Sans doute, pour un réalisateur iranien qui n’a plus le droit de s’exprimer, le cinéma devient d’autant plus vital. Et comme dans tout régime totalitaire, de l’oppression naît une expression artistique qui n’a d’autre choix que d’innover.
Interdit en Iran
En 2010, Jafar Panahi est condamné pour une durée indéterminée à ne plus avoir le droit de réaliser de films, d’écrire de scénarios, de donner d’entretiens à la presse et de sortir de son pays, sous peine de 20 ans de prison ferme. Sa condamnation a été confirmée en appel en 2011.
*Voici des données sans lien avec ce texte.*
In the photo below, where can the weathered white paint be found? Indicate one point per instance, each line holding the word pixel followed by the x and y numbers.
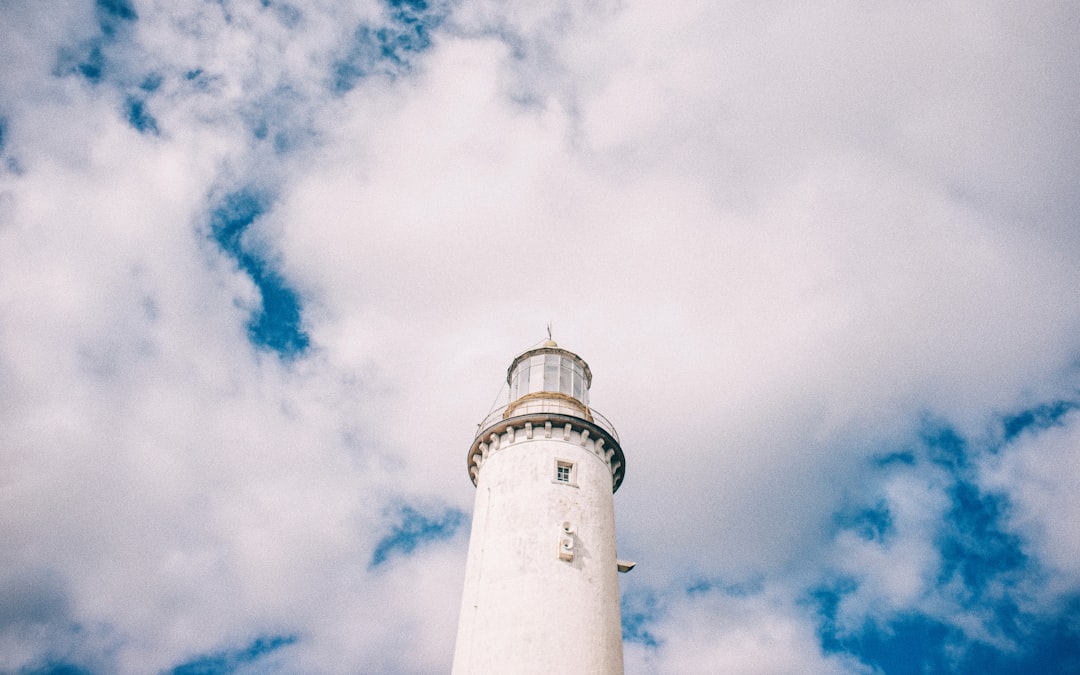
pixel 539 598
En réaction, il réalise Ceci n’est pas un film (2011) avec la collaboration de Mojtaba Mirtahmaseb. Le film est tourné dans son appartement et présente sa vie, celle d’un artiste qui se voit contraint de créer clandestinement. Dans ce sens, Ceci n’est pas un film rappelle le travail de l’artiste chinois Ai Wei Wei qui a connu la même situation et dont l’atelier a été démoli. Placé sous surveillance, entouré d’innombrables agents secrets et d’autant de caméras, Ai Wei Wei a placé une caméra dans son appartement pour filmer les agents secrets chinois qui le surveillaient. Sa vie et l’oppression qui lui était imposée sont devenues ainsi les matières premières de son art.
Ceci n’est pas un film a été présenté hors compétition au festival de Cannes 2011.
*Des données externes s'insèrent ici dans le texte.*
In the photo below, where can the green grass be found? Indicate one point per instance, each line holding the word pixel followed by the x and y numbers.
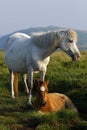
pixel 64 76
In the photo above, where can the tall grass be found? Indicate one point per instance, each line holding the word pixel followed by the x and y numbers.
pixel 64 76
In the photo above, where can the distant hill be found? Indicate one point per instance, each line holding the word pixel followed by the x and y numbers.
pixel 82 35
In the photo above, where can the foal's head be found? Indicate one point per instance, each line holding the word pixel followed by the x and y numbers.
pixel 42 90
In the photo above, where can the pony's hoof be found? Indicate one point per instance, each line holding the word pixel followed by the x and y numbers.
pixel 29 106
pixel 13 97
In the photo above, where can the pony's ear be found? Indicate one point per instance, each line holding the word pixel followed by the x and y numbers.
pixel 72 36
pixel 47 82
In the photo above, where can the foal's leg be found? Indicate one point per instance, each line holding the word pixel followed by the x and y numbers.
pixel 25 82
pixel 12 84
pixel 42 73
pixel 30 83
En 2012, Jafar Panahi reçoit le prix Sakharov pour la liberté de l’esprit par le parlement européen et en 2013, il reçoit l’Ours d’argent pour le scénario de son film Rideau fermécoréalisé avec Kambuzia Partovi.
Taxi Téhéran est son premier film depuis sa condamnation, réalisé seul et à l’extérieur.
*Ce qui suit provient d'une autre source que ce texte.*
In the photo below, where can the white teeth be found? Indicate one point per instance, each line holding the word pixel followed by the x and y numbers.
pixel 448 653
Converti en chauffeur de taxi
Un jour, Jafar Panahi, interdit de films et désespéré, prend un taxi. C’est là que lui vient l’idée de devenir chauffeur de taxi et de filmer la ville dans et à travers son véhicule.
Pour ne pas mettre en danger les personnes qu’il rencontre dans son taxi, le cinéaste décide de réaliser un faux documentaire.
Muni de trois petites caméras faciles à dissimuler dans des boîtes à mouchoirs et à l’aide de quelques amis, Jafar Panahi parcourt la ville pendant 15 jours – le temps de tourner son film.
Toutes ces anecdotes se déroulent entre la banquette arrière et les sièges avant, à travers les vitres du taxi.
La plupart des personnages jouent leur propre rôle dans la vie: le vendeur de DVD avec un copain, sa nièce – jeune écolière espiègle et bavarde – et la femme aux fleurs – Nasrin Sotoudeh, avocate des droits de l’homme, interdite elle aussi d’exercer son métier et de sortir du pays depuis 2011. Nasrin Sotoudeh a reçu le prix Sakharov en 2012 avec Jafar Panahi. Elle a défendu, entre autres, des jeunes femmes arrêtées pour avoir pénétré dans un stade lors d’un match de volley-ball masculin.
Une prison invisible
Les habitants de Téhéran ont l’air de mener une vie assez confortable et agréable, une vie où l’oppression n’est pas flagrante et où règne une solidarité qui n’est pas le propre des régimes totalitaires. Si l’on imagine parfois une vie insupportable telle qu’on la voit sous Daesh, ce n’est pas le cas. Les femmes sont légèrement voilées, les hommes circulent librement. Panahi nous montre un couple aisé préparant son mariage loin des questions des droits de l’homme, leur seul souci étant la mise en scène de leurs photos. Un étudiant de cinéma qui habite une belle maison. Il nous montre aussi deux dames âgées allant jeter un poisson rouge dans la rivière pour garder leur jeunesse et, qui sait, acceder à l’immortalité.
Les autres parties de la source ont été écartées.